OpenAI has released Shap-E, a 3D asset conditional generative model. According to the paper, Shape-E can directly generate the parameters of implicit functions that can be rendered as both textured meshes and neural radiance fields (NeRF) with a single text prompt, in contrast to conventional 3D generative models that provide a single output representation.
Shap-E is one of the few OpenAI products that is available as open source, and it can be found on GitHub together with the model weights, inference code, and an example.
The paper claims that Shap-E receives training in two phases. First, an encoder that deterministically maps 3D assets into the parameters of an implicit function is trained. Second, using the encoder’s data, a conditional diffusion model is trained.
The research states that when trained on a sizable dataset of linked 3D and text data, “our models can generate complex and diverse 3D assets in just a few seconds.”

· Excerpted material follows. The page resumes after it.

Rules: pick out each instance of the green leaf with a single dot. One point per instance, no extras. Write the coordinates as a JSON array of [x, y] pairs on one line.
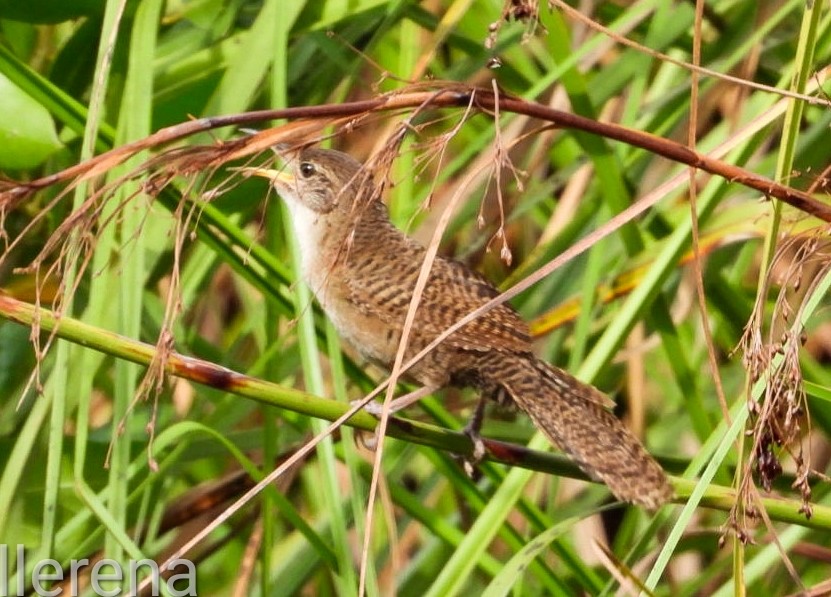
[[28, 138]]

The intriguing thing about OpenAI’s Shap-E is that it converges more quickly and generates samples with an equivalent or greater quality than Point-E, despite modeling a higher-dimensional, multi-representation output space.
Even though the 3D objects that are produced could appear pixelated and rough, the models can be built using just one sentence. Another drawback of this is that, as the study points out, it currently struggles to locate numerous attributes and can only produce objects with single object prompts and basic attributes.